Airbnb CEO Brian Chesky [Credit: CNBC]

Airbnb weighs up distressed asset acquisitions

US: After news emerged last week that Airbnb had received “significant” interest from private investors ahead of going public, sources have also revealed that the company may look to purchase struggling short-term rental providers who have been hit hard by the coronavirus pandemic.

Airbnb’s board convened last week to discuss a wide range of options, with initial plans to go ahead with an initial public offering [IPO] or direct listing looking increasingly likely to be postponed until next year and normality returns in some capacity.

The dozen investors in question spoke to publications such as the Wall Street Journal, Reuters and Bloomberg on the condition of anonymity with early negotiations at a sensitive stage. These include venture capitalists, private equity firms and sovereign wealth funds.

Airbnb’s latest valuation made prior to the global outbreak of COVID-19 of $31 billion is also unlikely to hold firm due to the current state of the market.

One possible acquisition candidate may be San Francisco-based hospitality startup Sonder, which, as well as listing units on Airbnb’s platform, operates a growing number of hotels and aparthotel hybrids.

Bloomberg reported that Sonder’s bookings are projected to drop by up to 90 per cent as a result of the pandemic, however its sources denied that the company had already engaged in talks with the global platform.

Airbnb is not alone in having to reevaluate its plans for the year, as reflected across the whole global and business landscape.

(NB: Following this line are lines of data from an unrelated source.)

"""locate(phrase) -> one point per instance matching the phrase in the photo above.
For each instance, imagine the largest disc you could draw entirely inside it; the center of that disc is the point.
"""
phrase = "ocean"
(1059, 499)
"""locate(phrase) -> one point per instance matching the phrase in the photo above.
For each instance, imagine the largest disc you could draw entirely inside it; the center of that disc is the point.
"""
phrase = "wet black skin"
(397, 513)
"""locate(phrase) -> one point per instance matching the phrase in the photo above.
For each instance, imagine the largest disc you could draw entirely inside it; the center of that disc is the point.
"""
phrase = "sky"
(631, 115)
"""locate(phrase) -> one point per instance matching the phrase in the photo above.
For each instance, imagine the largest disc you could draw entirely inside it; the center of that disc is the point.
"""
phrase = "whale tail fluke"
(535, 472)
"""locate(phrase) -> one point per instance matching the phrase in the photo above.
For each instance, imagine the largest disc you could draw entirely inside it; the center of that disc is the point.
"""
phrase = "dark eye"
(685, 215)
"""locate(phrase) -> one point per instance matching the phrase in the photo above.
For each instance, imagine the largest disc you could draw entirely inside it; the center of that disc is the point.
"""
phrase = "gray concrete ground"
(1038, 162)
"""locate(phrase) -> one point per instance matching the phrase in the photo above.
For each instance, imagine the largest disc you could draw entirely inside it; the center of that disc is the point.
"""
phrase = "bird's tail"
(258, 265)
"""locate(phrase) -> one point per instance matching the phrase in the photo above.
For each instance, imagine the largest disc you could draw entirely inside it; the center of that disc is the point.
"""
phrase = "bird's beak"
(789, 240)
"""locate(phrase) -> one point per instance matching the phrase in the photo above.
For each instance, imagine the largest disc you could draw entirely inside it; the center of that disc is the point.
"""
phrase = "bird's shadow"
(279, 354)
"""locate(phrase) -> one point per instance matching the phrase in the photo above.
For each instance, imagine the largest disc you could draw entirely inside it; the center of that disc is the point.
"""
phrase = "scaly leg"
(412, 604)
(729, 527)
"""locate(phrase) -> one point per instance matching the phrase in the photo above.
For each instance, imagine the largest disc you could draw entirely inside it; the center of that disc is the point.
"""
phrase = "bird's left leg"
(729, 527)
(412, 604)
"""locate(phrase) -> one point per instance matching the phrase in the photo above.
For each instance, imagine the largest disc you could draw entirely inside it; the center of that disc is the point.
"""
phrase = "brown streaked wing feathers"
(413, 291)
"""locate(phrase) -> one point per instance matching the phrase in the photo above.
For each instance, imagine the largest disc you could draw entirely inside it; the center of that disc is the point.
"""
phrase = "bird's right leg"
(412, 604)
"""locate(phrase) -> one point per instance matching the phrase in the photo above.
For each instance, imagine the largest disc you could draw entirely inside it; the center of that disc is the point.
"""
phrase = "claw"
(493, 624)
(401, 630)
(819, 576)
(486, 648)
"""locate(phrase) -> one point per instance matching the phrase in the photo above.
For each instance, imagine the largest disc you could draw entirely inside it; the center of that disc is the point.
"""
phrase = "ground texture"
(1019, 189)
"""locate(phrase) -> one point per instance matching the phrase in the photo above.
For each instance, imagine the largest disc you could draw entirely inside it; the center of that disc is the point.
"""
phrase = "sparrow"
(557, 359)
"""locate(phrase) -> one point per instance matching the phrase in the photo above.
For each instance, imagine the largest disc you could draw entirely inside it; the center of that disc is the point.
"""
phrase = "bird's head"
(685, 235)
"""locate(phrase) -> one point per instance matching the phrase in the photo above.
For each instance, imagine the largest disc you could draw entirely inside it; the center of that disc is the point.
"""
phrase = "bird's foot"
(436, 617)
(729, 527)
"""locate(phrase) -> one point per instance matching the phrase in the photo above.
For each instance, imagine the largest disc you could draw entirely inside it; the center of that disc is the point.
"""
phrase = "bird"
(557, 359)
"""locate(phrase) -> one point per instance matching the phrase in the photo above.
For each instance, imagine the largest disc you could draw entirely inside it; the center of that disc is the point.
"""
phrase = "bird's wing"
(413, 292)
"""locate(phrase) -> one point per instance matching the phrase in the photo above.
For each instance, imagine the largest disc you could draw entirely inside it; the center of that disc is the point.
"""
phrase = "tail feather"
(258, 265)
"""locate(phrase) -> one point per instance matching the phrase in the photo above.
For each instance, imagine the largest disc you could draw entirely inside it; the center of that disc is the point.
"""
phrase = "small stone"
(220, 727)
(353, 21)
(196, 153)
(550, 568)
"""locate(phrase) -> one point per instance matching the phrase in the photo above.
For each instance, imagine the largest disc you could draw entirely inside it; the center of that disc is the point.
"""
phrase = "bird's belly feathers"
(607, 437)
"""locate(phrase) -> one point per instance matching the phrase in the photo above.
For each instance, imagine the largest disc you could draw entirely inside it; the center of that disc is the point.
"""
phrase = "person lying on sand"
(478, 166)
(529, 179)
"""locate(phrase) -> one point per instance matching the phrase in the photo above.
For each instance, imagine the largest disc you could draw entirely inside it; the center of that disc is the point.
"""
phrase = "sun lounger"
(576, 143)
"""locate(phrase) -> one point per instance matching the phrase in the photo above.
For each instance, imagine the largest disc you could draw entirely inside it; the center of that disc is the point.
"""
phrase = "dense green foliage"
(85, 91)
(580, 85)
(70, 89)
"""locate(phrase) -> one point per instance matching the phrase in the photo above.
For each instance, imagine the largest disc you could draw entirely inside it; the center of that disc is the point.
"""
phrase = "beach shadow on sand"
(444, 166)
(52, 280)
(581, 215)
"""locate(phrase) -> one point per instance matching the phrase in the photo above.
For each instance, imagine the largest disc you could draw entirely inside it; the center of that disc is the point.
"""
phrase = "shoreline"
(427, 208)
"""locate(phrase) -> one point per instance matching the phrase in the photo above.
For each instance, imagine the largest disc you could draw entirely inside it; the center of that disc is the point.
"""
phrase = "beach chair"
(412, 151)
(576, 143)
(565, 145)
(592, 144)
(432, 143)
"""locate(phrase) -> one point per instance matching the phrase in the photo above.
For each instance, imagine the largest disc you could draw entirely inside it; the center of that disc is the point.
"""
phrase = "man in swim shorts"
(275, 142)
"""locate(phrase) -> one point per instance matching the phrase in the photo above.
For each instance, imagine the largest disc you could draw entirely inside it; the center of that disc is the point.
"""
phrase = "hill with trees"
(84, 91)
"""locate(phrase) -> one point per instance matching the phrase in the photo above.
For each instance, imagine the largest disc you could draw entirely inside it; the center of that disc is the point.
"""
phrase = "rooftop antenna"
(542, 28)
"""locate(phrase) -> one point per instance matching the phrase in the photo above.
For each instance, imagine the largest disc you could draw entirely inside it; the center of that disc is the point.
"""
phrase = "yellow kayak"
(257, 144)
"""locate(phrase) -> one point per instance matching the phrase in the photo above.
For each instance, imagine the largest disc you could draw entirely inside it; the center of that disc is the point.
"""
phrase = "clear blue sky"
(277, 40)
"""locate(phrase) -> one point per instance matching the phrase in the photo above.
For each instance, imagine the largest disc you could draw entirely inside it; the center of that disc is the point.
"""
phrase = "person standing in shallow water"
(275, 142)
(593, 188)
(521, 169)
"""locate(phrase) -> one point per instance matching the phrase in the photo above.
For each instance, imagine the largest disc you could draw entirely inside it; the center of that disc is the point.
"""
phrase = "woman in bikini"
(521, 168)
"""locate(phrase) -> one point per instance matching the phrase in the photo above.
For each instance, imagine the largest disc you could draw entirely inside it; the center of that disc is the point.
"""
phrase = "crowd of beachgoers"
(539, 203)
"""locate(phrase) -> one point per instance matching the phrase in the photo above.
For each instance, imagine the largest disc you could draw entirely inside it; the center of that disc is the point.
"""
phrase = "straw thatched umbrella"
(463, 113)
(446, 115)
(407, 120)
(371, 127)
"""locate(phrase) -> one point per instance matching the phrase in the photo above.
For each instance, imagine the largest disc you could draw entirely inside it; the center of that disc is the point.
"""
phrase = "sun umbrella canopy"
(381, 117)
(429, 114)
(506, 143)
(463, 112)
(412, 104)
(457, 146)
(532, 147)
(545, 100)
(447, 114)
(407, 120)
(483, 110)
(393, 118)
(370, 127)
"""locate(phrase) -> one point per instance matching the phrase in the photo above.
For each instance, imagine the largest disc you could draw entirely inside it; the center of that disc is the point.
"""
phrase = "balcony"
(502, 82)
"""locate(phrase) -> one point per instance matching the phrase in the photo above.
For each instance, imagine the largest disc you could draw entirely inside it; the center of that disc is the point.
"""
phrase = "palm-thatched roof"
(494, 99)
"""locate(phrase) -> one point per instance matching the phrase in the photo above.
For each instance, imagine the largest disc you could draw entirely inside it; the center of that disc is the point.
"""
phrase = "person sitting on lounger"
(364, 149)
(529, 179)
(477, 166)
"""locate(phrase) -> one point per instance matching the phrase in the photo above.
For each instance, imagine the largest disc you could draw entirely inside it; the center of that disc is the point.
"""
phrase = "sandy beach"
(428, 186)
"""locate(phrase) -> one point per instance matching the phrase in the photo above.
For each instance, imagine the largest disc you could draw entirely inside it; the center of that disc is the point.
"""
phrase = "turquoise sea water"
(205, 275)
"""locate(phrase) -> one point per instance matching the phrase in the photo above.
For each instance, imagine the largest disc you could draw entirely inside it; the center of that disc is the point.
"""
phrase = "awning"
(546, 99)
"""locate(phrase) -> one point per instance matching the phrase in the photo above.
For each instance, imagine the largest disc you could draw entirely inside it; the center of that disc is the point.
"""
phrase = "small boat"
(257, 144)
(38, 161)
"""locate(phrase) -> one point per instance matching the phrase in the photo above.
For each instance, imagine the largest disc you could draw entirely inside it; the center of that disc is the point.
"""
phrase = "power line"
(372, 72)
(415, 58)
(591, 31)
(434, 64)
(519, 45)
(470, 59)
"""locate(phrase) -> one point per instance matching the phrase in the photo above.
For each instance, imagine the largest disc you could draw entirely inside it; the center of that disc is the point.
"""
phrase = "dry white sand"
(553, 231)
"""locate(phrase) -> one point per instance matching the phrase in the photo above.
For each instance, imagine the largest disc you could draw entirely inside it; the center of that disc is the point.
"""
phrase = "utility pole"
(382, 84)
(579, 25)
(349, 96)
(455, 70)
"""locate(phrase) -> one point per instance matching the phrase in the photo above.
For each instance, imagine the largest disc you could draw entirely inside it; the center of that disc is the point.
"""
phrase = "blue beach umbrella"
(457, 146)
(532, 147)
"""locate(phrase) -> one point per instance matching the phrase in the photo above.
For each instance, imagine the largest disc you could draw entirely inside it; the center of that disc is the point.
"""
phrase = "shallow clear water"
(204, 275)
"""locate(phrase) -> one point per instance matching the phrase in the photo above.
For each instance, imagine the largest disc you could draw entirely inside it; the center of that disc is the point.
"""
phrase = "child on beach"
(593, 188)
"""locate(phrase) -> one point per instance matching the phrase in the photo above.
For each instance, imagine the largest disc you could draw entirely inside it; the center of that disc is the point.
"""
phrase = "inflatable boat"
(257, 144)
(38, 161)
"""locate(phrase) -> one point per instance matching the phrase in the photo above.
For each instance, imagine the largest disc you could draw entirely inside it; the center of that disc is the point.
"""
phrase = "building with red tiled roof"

Booking Holdings and Expedia Group have withdrawn financial forecasts, citing the worsening effects of the virus.

Its problems, however, date back to well before the virus outbreak, as a Wall Street Journal report published last month showed that Airbnb had lost $322 million over the first nine months of 2019, up by $16 million on the previous year. The company will lose further revenue through its updated refund policy, where customers can retrieve money from all reservations until at least 14 April.

Twenty31 consultancy travel industry strategist Greg Klassen told Bloomberg: “There is no way any company in the tourism industry is going public this year, absolutely no way. You need multiple quarters of profitability and to look like you’re in full control with nothing but blue sky ahead to help with valuations – and none of those things are true today.”

In unprecedented times such as these, the full impact of the coronavirus is almost impossible to judge although it could feasibly stretch into 2021, especially with going public still firmly on the company’s agenda.